Last updated: 2026-03-22 Status: v0.1.0 — SkillFlow protocol + MuJoCo sim + Multi-stage Agent Pipeline + AI Chat
- Full NL pipeline: "抓杯子" → classify → plan → execute (scan→detect→pick→place→home) → summarize
- Multi-stage Agent Pipeline: CLASSIFY → ROUTE → PLAN → EXECUTE → ADAPT → SUMMARIZE
- AI Chat (V): multi-turn conversation with Claude Haiku, context-aware (knows robot state + objects)
- MuJoCo simulation: SO-101 with real STL meshes, 6 mesh objects, weld grasping, smooth real-time motion
- Simulated perception: ground-truth object detection, Chinese/English NL queries
- Web Dashboard: localhost:8000, real-time WebSocket chat + status
- Direct commands without LLM: home, scan, open, close (instant)
- Chinese + English natural language
- Live camera viewer: RGB + depth side-by-side, EdgeTAM tracking overlay
- 733+ unit tests passing
- ROS2 integration layer (optional, 5 nodes + launch file)
- Textual TUI dashboard (5 tabs)
- SO-101 arm driver (Feetech STS3215 serial)
User Input
|
v
[Stage 1: MATCH] — @skill alias matching (zero LLM)
Match + direct=True → Execute immediately (home, open, close)

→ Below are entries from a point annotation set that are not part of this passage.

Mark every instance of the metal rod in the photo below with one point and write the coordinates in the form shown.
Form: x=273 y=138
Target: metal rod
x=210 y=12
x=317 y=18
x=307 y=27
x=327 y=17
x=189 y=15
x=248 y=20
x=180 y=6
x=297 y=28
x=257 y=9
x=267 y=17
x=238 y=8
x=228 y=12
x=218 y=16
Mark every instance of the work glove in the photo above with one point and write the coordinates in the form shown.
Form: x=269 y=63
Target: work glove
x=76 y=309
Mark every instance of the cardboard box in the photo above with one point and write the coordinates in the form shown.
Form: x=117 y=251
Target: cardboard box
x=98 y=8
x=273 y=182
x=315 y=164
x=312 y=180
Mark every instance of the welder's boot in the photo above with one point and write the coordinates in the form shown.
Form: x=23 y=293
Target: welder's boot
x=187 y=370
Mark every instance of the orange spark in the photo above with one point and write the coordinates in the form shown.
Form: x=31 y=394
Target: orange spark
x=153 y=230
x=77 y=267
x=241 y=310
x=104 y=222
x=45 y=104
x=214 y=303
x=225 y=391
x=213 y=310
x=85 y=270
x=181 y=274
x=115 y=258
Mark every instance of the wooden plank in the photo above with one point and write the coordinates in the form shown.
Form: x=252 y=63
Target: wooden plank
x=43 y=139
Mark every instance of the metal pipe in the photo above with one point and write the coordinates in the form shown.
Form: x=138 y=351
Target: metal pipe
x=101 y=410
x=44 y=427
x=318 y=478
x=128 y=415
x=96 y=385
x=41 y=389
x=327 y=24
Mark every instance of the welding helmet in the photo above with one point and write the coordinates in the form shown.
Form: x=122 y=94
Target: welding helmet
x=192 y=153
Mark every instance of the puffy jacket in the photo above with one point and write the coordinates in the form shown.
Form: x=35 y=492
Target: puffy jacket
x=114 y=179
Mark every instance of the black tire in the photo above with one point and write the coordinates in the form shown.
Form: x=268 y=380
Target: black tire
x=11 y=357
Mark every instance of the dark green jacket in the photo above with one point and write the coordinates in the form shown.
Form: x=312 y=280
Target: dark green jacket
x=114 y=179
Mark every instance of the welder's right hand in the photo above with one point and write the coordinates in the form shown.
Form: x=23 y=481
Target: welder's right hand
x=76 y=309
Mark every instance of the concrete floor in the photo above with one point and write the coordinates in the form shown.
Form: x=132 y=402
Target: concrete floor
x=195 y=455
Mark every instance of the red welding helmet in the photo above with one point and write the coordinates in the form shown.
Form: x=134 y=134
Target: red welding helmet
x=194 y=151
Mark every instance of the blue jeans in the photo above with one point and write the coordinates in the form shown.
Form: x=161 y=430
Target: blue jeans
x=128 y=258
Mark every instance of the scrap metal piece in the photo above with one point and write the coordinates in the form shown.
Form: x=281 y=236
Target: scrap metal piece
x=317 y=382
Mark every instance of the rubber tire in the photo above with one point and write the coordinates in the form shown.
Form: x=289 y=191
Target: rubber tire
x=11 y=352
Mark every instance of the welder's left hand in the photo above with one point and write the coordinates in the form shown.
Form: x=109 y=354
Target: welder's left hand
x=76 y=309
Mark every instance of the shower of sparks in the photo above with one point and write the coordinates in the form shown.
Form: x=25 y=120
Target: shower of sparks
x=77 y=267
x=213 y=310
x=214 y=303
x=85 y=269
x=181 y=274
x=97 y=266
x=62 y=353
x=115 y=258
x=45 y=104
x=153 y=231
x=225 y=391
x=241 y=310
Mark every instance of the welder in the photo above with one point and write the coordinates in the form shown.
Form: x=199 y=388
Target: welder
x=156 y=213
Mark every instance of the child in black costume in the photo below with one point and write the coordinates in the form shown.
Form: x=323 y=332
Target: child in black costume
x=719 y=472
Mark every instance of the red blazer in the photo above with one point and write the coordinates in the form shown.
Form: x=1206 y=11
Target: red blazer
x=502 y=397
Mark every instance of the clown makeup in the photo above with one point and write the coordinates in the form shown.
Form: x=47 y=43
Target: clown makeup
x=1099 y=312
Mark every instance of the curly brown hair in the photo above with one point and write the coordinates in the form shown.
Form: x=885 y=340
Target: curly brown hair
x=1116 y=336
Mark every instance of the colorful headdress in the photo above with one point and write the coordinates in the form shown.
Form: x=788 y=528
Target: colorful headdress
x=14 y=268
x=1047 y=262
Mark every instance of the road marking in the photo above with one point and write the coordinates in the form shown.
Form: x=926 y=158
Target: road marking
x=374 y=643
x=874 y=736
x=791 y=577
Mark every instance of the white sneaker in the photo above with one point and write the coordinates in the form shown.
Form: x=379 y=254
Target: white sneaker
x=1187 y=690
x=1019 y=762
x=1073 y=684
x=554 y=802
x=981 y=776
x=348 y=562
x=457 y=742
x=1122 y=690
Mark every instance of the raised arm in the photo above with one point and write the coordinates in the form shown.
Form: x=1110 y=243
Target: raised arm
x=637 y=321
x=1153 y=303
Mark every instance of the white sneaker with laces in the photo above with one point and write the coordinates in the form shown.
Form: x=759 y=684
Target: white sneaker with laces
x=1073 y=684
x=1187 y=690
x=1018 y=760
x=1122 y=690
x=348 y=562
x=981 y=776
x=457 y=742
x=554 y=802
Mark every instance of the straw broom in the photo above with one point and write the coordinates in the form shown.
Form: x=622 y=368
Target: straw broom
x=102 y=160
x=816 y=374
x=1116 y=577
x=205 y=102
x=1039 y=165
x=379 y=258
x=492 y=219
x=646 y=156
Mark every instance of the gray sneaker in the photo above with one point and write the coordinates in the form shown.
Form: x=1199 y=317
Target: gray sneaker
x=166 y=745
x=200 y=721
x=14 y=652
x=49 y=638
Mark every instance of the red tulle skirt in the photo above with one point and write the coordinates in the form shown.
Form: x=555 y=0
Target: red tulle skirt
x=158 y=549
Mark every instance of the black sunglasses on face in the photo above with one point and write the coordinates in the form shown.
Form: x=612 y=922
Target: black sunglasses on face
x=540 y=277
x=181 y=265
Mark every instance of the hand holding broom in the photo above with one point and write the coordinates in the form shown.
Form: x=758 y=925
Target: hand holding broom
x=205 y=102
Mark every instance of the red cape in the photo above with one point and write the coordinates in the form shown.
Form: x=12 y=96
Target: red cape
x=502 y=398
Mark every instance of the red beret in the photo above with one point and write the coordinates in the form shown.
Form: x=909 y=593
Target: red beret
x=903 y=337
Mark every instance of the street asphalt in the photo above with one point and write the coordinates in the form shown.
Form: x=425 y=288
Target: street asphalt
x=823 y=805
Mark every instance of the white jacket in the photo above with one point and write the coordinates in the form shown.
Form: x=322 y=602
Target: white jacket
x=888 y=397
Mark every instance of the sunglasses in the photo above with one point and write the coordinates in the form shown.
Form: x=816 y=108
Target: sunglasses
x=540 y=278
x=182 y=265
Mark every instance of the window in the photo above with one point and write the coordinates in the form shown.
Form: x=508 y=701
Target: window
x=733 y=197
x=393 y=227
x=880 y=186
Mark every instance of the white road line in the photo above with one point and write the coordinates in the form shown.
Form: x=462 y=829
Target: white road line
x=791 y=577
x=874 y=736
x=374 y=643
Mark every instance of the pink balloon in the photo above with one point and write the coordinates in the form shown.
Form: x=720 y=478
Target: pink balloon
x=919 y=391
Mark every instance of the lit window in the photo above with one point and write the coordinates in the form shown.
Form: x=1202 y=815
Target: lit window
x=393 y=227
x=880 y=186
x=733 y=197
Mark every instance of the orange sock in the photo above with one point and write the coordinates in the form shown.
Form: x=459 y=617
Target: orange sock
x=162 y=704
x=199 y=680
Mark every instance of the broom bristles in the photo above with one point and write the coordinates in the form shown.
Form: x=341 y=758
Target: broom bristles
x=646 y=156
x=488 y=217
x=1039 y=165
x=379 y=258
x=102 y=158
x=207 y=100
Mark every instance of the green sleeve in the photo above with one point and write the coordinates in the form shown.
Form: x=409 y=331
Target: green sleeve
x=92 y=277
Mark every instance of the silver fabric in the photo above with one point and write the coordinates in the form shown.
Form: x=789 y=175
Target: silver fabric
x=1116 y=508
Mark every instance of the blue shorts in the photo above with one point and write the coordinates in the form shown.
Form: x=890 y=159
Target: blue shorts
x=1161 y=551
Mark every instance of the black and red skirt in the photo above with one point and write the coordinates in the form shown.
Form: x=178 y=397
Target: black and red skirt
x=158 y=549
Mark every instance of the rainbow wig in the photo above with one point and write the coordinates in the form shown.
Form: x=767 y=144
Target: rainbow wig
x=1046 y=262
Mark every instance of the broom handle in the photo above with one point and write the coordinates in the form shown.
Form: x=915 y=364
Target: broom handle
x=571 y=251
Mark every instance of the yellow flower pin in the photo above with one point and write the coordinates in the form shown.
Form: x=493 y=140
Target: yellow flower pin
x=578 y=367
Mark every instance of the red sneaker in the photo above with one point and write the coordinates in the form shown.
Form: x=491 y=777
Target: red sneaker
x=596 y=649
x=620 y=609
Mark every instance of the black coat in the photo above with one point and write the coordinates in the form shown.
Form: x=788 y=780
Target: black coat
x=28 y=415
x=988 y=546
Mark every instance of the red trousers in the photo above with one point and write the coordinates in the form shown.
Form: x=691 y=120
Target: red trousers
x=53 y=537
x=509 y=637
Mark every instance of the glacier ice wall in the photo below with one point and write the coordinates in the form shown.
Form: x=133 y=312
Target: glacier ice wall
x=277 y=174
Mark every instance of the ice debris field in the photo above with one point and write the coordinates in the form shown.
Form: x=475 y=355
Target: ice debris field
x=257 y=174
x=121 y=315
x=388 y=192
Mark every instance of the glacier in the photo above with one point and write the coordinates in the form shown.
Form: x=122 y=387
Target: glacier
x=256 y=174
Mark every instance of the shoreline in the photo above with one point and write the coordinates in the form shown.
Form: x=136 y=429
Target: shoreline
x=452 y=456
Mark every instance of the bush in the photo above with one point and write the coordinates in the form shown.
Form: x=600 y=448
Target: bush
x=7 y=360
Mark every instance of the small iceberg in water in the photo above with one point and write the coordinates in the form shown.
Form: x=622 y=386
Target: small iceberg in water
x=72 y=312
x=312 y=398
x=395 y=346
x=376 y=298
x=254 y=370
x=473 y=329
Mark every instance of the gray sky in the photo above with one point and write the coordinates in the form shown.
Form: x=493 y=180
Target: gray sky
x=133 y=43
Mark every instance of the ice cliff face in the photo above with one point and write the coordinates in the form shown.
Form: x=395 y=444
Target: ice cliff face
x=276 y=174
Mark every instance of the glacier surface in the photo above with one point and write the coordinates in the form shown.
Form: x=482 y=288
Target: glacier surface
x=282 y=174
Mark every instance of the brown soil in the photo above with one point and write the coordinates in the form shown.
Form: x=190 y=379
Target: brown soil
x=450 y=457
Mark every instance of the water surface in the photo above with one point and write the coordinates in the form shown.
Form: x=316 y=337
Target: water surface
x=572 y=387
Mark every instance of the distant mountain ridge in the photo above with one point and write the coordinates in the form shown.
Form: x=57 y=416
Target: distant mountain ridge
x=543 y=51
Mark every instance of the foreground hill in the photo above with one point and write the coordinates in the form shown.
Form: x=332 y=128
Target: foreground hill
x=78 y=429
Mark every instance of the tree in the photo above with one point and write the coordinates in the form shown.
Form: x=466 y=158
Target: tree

Match + auto_steps → Expand chain (scan→detect→pick→home)
Match + complex → Stage 3 (LLM plan)
No match → Stage 2
|
[Stage 2: CLASSIFY] — Haiku, fast intent detection
→ chat | task | query
|
[Stage 3: PLAN] — Haiku, task decomposition
Input: user goal + @skill schemas + world state
Output: { message: "好的主人...", steps: [...] }
|
[Stage 4: EXECUTE] — deterministic, no LLM
Run skills step by step, show progress
|
[Stage 5: ADAPT] — on failure, retry or explain
|
[Stage 6: SUMMARIZE] — Haiku, result report
All routing is declarative via @skill decorator — zero hard-coded command matching:
@skill(aliases=["grab", "抓", "拿"], auto_steps=["scan", "detect", "pick"])
class PickSkill: ...
@skill(aliases=["close", "grip", "夹紧"], direct=True)
class GripperCloseSkill: ...See docs/skill-protocol.md for full specification.
vector_os_nano/
├── core/ Agent (multi-stage pipeline), Planner, Executor, WorldModel, Skill protocol
├── llm/ Claude/OpenAI providers, classify/plan/chat/summarize prompts
├── perception/ RealSense camera, Moondream VLM, EdgeTAM tracker, pointcloud
├── hardware/
│ ├── so101/ SO-101 arm driver (Feetech STS3215 serial, Pinocchio IK)
│ └── sim/ MuJoCo simulation (arm, gripper, perception, 6 mesh objects)
├── skills/ pick, place, home, scan, detect
├── cli/ Interactive CLI with AI chat (V), braille logo
├── web/ FastAPI + WebSocket dashboard (localhost:8000)
└── ros2/ Optional ROS2 nodes + launch file (5 nodes)
config/
├── default.yaml # SDK defaults (arm, camera, LLM, skills)
├── user.yaml # User overrides (API keys, gitignored)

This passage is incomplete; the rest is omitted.